The most commonly used CSCT technique for CAD grading and risk is the Agatston score (AS), other techniques are the volume score (VS) and the mass score (MS) [6].
The CAC scoring is traditionally performed by experts using semi-automatic software’s which includes manual identification and marking of the calcified coronary artery lesions. Guidelines worldwide endorse the use of CSCT, and the use of the method is likely to increase. Consequently, there is a need for more efficient automatic systems. The last few years have brought improvements in artificial intelligence (AI) radiology systems. A recent study in CT diagnostics of lung cancer, for example, demonstrated AI to be on par with or even outperforming radiologists [7]. In CAC scoring, AI could have a similar potential to assist or replace the human reader, thereby reducing clinical workload and increasing efficiency.
The aim of the study presented herein was to compare an automatic AI-based CSCT post-processing software prototype to a semi-automatic, conventional software by evaluating the correlation and agreement of the total AS, VS, MS, and the number of calcified coronary lesions. Also, comparison for CV-based risk classification into five commonly used categories was performed. Finally, time for analysis was evaluated.
Material and methods
Ethics
This study was conducted according to the principles set forward in the declaration of Helsinki and according to Good Clinical Practice. Permission was obtained from the regional ethical review board (Dnr 2018/535-32). In accordance with the ethical regulations for Swedish registries and Swedish legislation, patients were informed about their participation in a registry, and the right to deny participation or have data removed, which waivers any requirements for written consent.
For the multi-hospital acquired training data, necessary ethics approval and/or patient consent was obtained when required.
Study sample
In this observational, cross-sectional study, patients and their baseline characteristics were retrospectively collected from a nationwide quality registry, SWEDEHEART [8]. All patients with a CSCT performed on a particular state-of-the-art CT scanner between 1 December 2017 and 31 January 2019 (n = 342) at Linköping University Hospital were consecutively included. The indication was suspected ischemic heart disease. Exclusion criteria were, as previously suggested [9], anatomical abnormalities (n = 2), intracoronary stents (n = 0), metal implants (n = 18), and CSCT scans with severe motion artifacts or high level of noise determined by visual inspection (n = 6) (Fig. (Fig.1).1). In addition, one CSCT scan (n = 1) was excluded due to incomplete scanning of the coronary arteries. The final main dataset consisted of 315 CSCT scans.
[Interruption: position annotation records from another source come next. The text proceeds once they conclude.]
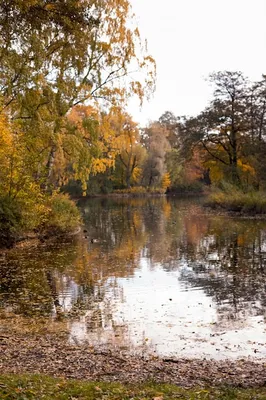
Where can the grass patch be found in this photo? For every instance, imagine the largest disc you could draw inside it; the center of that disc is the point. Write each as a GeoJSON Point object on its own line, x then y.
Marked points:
{"type": "Point", "coordinates": [33, 387]}
{"type": "Point", "coordinates": [139, 191]}
{"type": "Point", "coordinates": [233, 199]}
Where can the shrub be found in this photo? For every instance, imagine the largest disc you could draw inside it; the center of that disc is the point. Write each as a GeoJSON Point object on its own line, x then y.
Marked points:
{"type": "Point", "coordinates": [140, 191]}
{"type": "Point", "coordinates": [10, 221]}
{"type": "Point", "coordinates": [63, 215]}
{"type": "Point", "coordinates": [233, 199]}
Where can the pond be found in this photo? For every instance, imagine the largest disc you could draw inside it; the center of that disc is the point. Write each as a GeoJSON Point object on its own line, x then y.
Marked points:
{"type": "Point", "coordinates": [154, 276]}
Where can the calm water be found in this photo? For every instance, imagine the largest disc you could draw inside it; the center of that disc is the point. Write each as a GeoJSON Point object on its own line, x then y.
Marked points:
{"type": "Point", "coordinates": [160, 277]}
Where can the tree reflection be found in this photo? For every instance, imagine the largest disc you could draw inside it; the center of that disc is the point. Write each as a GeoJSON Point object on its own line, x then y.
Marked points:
{"type": "Point", "coordinates": [81, 279]}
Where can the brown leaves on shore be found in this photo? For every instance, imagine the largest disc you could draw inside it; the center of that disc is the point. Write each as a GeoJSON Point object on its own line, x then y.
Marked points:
{"type": "Point", "coordinates": [54, 356]}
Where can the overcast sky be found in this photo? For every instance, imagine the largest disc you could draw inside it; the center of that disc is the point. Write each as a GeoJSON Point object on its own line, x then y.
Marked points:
{"type": "Point", "coordinates": [190, 39]}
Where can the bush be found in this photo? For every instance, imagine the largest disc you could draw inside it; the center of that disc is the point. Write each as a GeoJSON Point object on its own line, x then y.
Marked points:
{"type": "Point", "coordinates": [139, 191]}
{"type": "Point", "coordinates": [190, 187]}
{"type": "Point", "coordinates": [62, 215]}
{"type": "Point", "coordinates": [10, 221]}
{"type": "Point", "coordinates": [234, 199]}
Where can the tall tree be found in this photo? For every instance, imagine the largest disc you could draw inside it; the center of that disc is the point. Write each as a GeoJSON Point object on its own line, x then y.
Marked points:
{"type": "Point", "coordinates": [58, 54]}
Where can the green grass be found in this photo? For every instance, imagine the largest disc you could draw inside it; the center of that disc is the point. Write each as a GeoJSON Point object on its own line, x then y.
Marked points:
{"type": "Point", "coordinates": [39, 387]}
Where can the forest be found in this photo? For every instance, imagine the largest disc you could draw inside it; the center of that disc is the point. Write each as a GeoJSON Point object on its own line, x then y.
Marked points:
{"type": "Point", "coordinates": [65, 81]}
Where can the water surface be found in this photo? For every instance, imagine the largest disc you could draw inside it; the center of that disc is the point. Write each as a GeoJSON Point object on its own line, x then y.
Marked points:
{"type": "Point", "coordinates": [157, 276]}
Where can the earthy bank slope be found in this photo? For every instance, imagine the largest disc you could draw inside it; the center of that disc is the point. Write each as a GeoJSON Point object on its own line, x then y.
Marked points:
{"type": "Point", "coordinates": [52, 355]}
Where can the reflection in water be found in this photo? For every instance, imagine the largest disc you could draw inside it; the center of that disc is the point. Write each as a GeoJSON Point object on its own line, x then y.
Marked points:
{"type": "Point", "coordinates": [159, 276]}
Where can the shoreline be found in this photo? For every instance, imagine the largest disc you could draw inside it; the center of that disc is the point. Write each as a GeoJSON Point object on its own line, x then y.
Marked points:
{"type": "Point", "coordinates": [52, 355]}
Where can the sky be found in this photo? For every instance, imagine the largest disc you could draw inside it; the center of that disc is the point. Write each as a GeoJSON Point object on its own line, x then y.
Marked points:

In total, 13 out of 20 CSCT with anatomical abnormalities and metal implants were considered readable for CAC scoring, and represented an independent dataset (n = 13).
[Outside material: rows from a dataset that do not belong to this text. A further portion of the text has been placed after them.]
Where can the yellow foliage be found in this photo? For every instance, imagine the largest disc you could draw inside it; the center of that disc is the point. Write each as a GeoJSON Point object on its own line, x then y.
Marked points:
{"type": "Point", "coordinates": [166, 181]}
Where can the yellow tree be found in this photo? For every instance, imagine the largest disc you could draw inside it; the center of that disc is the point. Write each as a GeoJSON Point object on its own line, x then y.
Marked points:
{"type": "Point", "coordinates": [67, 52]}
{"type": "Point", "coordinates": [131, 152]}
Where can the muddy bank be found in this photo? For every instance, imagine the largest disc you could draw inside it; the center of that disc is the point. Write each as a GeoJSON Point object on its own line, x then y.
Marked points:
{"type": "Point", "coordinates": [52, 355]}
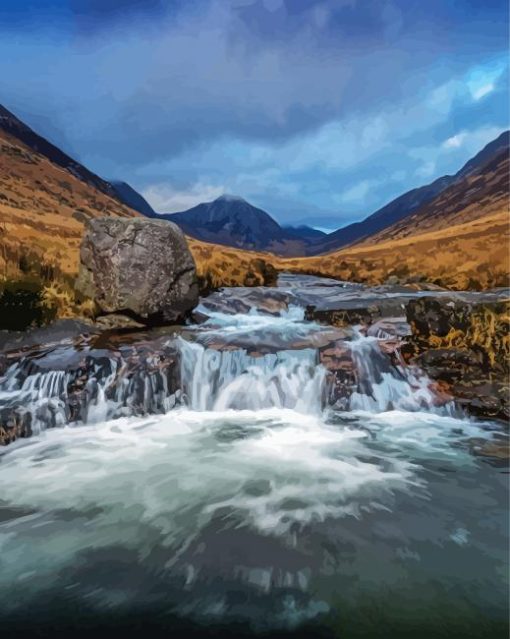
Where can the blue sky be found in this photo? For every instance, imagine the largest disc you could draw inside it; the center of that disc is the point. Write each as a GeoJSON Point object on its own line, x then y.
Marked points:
{"type": "Point", "coordinates": [319, 111]}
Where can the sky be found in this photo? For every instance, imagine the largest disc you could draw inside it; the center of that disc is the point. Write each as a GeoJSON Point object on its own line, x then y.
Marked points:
{"type": "Point", "coordinates": [318, 111]}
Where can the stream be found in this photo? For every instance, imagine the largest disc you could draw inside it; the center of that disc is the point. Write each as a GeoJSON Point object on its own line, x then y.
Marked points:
{"type": "Point", "coordinates": [212, 484]}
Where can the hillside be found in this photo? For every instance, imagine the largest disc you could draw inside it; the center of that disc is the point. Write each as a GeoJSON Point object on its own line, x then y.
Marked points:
{"type": "Point", "coordinates": [45, 198]}
{"type": "Point", "coordinates": [481, 191]}
{"type": "Point", "coordinates": [128, 196]}
{"type": "Point", "coordinates": [232, 221]}
{"type": "Point", "coordinates": [458, 240]}
{"type": "Point", "coordinates": [415, 201]}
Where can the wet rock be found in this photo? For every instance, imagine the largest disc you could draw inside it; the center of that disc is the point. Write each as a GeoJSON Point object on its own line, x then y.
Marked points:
{"type": "Point", "coordinates": [65, 329]}
{"type": "Point", "coordinates": [138, 267]}
{"type": "Point", "coordinates": [389, 327]}
{"type": "Point", "coordinates": [246, 299]}
{"type": "Point", "coordinates": [463, 344]}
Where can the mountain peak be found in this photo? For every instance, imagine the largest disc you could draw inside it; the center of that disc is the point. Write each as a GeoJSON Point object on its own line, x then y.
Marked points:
{"type": "Point", "coordinates": [227, 197]}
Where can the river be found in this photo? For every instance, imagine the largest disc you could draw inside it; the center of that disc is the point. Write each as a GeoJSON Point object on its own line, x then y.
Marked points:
{"type": "Point", "coordinates": [249, 505]}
CT acquisition parameters and image reconstruction
All CSCT scans were acquired through the use of a Siemens SOMATOM Force (Siemens Healthineers) MDCT. A prospectively ECG-triggered high-pitch spiral CSCT scan was performed, with a tube voltage of 120 kV, and automated tube current modulation (CARE Dose4D, Siemens) with a setting of 40 quality ref. mAs. Further settings were as follows: gantry rotation time 0.25 s, pitch 3.2, collimation 192 × 0.6 mm, matrix size 512 pixels, and temporal resolution 66 ms. The scan was set to start at 65% of the cardiac cycle. Reconstructions were made with a routine weighted filtered back projection (WFBP, Siemens) algorithm using medium sharp convolution kernel (Qr36), 3.0 mm section thickness, and increment 1.5 mm. Beta blockers were administered if the heart rate was > 65 bpm. After CTCS scanning, a CCTA was performed in the same session.
AI-based, automatic system overview
The automatic software was trained on multi-vendor, multi-scanner, and multi-hospital, anonymized data from routine coronary calcium scoring acquisitions. No training datasets were used in the current study.
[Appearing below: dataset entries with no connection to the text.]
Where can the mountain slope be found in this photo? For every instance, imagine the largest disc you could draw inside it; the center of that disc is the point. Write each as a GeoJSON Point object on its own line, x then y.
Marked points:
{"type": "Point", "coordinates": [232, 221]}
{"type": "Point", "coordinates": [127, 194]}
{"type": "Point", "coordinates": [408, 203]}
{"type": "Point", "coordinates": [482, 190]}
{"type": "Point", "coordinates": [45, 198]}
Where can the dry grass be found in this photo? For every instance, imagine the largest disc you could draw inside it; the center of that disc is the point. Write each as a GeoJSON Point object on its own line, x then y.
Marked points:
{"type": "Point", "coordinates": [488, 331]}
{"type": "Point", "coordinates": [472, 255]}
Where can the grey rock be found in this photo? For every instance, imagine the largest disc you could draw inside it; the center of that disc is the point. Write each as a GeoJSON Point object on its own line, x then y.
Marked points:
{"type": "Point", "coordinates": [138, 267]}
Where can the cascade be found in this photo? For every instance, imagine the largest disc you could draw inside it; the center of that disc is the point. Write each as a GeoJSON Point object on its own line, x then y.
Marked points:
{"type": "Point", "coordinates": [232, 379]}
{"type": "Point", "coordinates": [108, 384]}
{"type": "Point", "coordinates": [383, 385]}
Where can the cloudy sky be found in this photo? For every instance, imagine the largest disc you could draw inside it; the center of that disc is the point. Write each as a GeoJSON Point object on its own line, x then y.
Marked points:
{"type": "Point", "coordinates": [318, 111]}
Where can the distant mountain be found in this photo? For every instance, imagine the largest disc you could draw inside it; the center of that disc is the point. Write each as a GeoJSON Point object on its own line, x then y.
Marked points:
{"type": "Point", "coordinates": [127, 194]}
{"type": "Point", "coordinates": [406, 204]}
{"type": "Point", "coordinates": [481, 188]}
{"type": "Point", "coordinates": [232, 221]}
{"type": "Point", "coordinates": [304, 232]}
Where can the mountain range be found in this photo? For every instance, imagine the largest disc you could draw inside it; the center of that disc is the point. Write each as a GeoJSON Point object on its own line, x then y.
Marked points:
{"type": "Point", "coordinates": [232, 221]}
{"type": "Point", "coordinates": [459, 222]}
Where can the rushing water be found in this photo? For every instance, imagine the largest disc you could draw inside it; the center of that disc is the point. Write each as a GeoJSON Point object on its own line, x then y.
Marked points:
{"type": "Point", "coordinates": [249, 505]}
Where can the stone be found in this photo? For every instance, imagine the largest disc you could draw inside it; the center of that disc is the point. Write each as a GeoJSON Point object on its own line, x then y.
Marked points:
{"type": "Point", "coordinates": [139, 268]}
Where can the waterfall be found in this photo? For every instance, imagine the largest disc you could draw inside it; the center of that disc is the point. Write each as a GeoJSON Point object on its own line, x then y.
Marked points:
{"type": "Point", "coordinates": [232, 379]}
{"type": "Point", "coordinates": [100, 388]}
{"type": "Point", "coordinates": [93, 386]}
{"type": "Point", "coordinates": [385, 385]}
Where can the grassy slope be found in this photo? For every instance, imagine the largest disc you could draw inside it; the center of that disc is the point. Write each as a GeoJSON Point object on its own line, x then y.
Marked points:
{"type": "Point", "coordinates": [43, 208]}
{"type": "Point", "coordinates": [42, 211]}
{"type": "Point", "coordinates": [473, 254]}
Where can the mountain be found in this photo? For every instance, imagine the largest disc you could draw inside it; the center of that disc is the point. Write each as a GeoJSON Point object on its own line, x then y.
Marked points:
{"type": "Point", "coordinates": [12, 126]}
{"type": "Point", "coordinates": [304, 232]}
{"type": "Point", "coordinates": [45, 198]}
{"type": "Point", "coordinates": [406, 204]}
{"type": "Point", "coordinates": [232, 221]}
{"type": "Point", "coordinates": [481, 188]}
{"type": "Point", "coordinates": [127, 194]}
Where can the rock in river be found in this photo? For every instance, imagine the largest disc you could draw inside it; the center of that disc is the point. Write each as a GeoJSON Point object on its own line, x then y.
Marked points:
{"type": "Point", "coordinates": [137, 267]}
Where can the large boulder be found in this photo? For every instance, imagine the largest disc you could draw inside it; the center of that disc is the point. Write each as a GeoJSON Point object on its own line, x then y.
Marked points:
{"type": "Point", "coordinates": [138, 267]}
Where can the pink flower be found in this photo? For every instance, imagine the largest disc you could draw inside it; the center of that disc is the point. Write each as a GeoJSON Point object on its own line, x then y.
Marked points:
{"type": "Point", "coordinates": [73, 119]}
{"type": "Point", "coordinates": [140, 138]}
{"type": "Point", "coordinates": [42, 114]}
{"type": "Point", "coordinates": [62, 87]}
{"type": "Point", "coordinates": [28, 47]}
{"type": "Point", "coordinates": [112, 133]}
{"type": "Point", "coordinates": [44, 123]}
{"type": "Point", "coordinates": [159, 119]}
During model training, the locations of the coronaries created a territory map in a heart-centric coordinate system. This map serves to assign prior likelihood of different voxels belonging to the coronary arteries.
For each evaluated CSCT scan, a model is used to segment the heart, to establish a heart-centric coordinate system. The pre-computed coronary territory weights are mapped to the local size and shape of the patient’s heart. All voxels > 130 HU are extracted. Around each voxel, an image patch is extracted to represent the local spatial characteristics, the prior likelihood from the territory map and the location (x, y, z) of the voxel in the heart-centric coordinate system. The model uses these features to make a prediction that this voxel belongs to the coronaries.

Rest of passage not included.